We will use an async generator variant to interoperate with async functions used
to fetch data:
// Generators require you to use the `function` syntax
> getInBatches = async function* (parameters = {}) {
// We start with the first page (or a page caller specified)
let page = parameters.page || 1;
let nextPage = true;
// We will loop while there is a next page of document results
// When the function will finish looping, the generator will complete as well
while (nextPage) {
// Override the page parameter to the one we are at, pass all other parameters
// through, to support full functionality of the `get` method (e.g. filtering)
const response = await documentApiClient.get({ ...parameters, page });
// We use the `yield` keyword to return a single result from a generator
// Because the `yield` is used in a loop, it means we will return multiple values
yield ({
documents: response.results,
page: response.page,
totalPages: response.total_pages,
});
// Check if this is the last results page
nextPage = !!response.next_page;
page += 1;
}
}
[AsyncGeneratorFunction: getInBatches]As you can see, we pass all the parameters to the get call – this mean you're free to use
any supported features of the get method, such as using the filter parameter to filter
(see the Prismic documentation
on how to use it):
We can use this kind of generator with a for await ... of loop – it will keep asking for
consecutive elements of the generator until it completes and process them asynchronously
using the provided loop body. This allows us to easily process the documents in batches, using
the pageSize parameter to control the batch size:
> for await (const batch of getInBatches({ pageSize: 2 })) {
console.log("Processing batch:", batch);
}
Processing batch: { ... }
Processing batch: { ... }
Processing batch: { ... }
undefinedThe console.log is a placeholder for whatever processing you might want to do. For example
we could wrap the processing we've done previously into a function and then call it for each
generator element in the loop body:
> var { syncWithMigrationRelease } = await import("./src/import/documents.mjs")
undefined
> processDocuments = async documents =>
documentMapper(documents).then(syncWithMigrationRelease())
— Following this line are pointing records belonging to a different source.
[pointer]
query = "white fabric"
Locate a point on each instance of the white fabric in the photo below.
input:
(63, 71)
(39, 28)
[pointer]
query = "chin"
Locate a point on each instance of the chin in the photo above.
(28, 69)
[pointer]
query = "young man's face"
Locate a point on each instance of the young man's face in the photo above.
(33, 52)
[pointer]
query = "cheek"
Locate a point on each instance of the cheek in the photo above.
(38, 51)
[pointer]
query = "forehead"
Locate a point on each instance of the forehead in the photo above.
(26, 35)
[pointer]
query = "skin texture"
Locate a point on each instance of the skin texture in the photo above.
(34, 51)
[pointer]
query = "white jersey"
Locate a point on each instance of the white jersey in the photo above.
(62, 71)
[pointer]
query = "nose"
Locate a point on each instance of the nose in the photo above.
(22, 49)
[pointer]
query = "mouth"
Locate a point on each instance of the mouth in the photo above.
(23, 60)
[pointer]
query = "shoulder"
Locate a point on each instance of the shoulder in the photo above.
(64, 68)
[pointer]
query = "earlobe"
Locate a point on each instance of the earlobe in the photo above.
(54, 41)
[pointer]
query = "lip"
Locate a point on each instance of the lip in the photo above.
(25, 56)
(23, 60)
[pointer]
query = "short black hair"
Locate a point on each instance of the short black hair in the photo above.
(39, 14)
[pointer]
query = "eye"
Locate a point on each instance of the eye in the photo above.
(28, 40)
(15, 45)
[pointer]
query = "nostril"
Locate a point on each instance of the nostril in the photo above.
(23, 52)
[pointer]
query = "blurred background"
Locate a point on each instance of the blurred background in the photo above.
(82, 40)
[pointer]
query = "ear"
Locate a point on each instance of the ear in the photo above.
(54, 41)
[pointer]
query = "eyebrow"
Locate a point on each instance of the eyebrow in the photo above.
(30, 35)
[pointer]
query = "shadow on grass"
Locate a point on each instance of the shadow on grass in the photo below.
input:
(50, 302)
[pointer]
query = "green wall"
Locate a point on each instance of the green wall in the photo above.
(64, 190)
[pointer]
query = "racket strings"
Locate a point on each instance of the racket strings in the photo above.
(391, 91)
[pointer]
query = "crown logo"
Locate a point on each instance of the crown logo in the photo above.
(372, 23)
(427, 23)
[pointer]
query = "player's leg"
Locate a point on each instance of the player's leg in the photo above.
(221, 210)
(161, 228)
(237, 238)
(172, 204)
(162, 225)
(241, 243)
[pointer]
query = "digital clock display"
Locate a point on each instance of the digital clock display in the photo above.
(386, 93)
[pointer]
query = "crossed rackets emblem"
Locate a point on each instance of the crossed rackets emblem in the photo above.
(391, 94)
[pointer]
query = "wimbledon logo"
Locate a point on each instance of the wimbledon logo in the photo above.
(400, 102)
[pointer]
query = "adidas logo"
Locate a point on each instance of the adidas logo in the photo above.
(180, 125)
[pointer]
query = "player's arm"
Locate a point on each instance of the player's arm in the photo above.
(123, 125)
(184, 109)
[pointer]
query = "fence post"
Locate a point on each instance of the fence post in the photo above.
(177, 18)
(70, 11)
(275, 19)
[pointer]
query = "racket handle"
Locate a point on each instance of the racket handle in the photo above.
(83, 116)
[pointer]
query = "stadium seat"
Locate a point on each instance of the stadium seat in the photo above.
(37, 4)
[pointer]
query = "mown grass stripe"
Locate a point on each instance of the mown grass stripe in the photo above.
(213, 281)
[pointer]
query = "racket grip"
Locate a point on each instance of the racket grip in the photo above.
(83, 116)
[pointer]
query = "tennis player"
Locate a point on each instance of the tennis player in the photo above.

[AsyncFunction: processDocuments]
> for await (const batch of getInBatches({ pageSize: 2 })) {
await processDocuments(batch);
}
undefinedAnother option is, as mentioned previously, first saving documents to files, modifying
them by hand, and then updating. A very basic script to save the documents could look
like this (you have to create the documents directory beforehand):
> var fs = await import("node:fs/promises")
undefined
> for await (const batch of getInBatches({ pageSize: 2 })) {
for (const document of batch.documents) {
await fs.writeFile(
`documents/${ document.id }.json`,
JSON.stringify(document, undefined, 2),
{ encoding: "utf-8" }
);
}
}
undefinedAt this point, you would modify the documents in files, then read them back and sync with the migration release. A very basic script to do that could look like this:
> var { glob } = await import("glob")
undefined
> var { pathToFileURL } = await import("node:url")
undefined
> for await (const documentPath of glob.iterate("documents/*.json")) {
const path = pathToFileURL(documentPath)
const document = await fs.readFile(path, { encoding: "utf-8" })
.then(JSON.parse);
// Necessary if you would want to use e.g. `resolveReferences` and `syncAssets`
// to add new assets/links to your documents
document.path = path;
await Promise.resolve({ documents: [ document ]})
.then(syncWithMigrationRelease())
}
undefinedOf course this is code is very simplified and doesn't exhaustively support all the ways
you can modify the documents – for example if you added a new image using a file://...
URL, you will need to discover the assets, sync them with the Media Library and resolve
references to those assets in the documents. It should be relatively simple to do this
by referencing the HTML import example.